The reasons need to be sufficient so that each party knows why their case has won or lost on significant points: see e.g. JJ & EE v Buckinghamshire Council [2022] UKUT 345 (AAC) para 33.
In H v East Sussex CC [2009] EWCA Civ 249 para 16-17, the Court of Appeal explained that the FTT “is not required to be an elaborate formalistic product of refined legal draftsmanship [sic], but it must contain an outline of the story which has given rise to the complaint and a summary of the Tribunal's basic factual conclusions and a statement of the reasons which have led them to reach the conclusion which they do on those basic facts.” That approach is likely to apply to the ETW, because the EdTW Regs 2021 refer to the statement of reasons being “in summary form”.
It would appear as if the obligation on the ETW to give reasons is not distinct from that of a court, as any rate where there is a duty to address expert evidence: “Where there is a straightforward factual dispute whose resolution depends simply on which witness is telling the truth about events which he claims to recall, it is likely to be enough for the [FTT] (having no doubt summarised the evidence) to indicate simply that [it] believes X rather than Y; indeed there may be nothing else to say.

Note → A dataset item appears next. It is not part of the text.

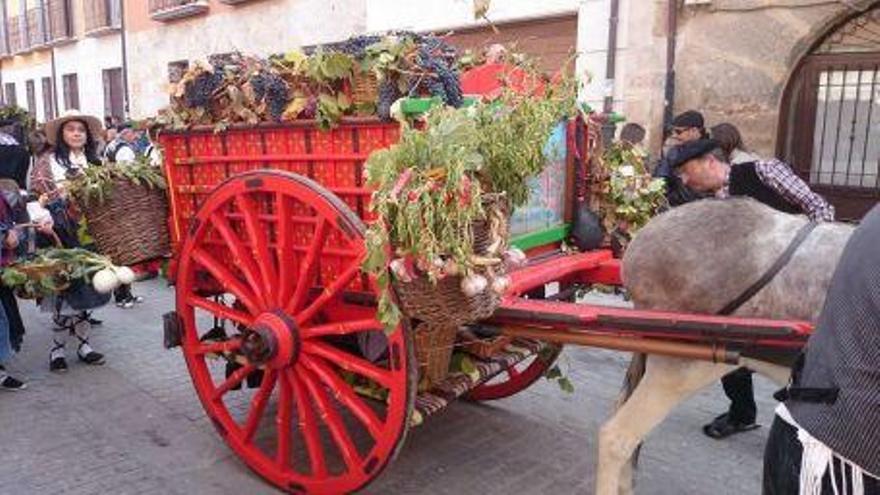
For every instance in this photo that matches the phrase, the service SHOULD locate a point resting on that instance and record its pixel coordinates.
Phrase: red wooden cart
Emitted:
(277, 322)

But where the dispute involves something in the nature of an intellectual exchange, with reasons and analysis advanced on either side, the [FTT] must enter into the issues canvassed before [it] and explain why [it] prefers one case over another. That is likely to apply particularly in [appeals] where, as here, there is disputed expert evidence; but it is not necessarily limited to such cases”:Flannery v Halifax Estate Agencies Ltd [2000] 1 WLR 377, applied in Hampshire CC v JP [2009] UKUT 239 (AAC) para 39.
It is likely that the limitations which the UT has identified in respect of the FTT will apply similarly to the ETW, for example: The FTT is “entitled to limit its consideration to the matters identified in the working document”: DL v LB Redbridge [2010] UKUT 293 (AAC) para 13.
In A J v. LB of Croydon [2020] UKUT 246 (AAC) para 93 the UT considered: “If parents say that a move to another school would be devastating for their child, the FTT is not bound to accept that assertion, but it must explain why it does not agree with it and the basis on which it disagrees with those assertions.It is not sufficient merely to say baldly and without supporting reasons that it was satisfied that (a) both in terms of its overall experience in supporting young people with ASD and consideration of [G’s] specific learning difficulties the proposed school was capable of meeting his needs and that (b) it further determined that the proposed placement was able to meet his needs.”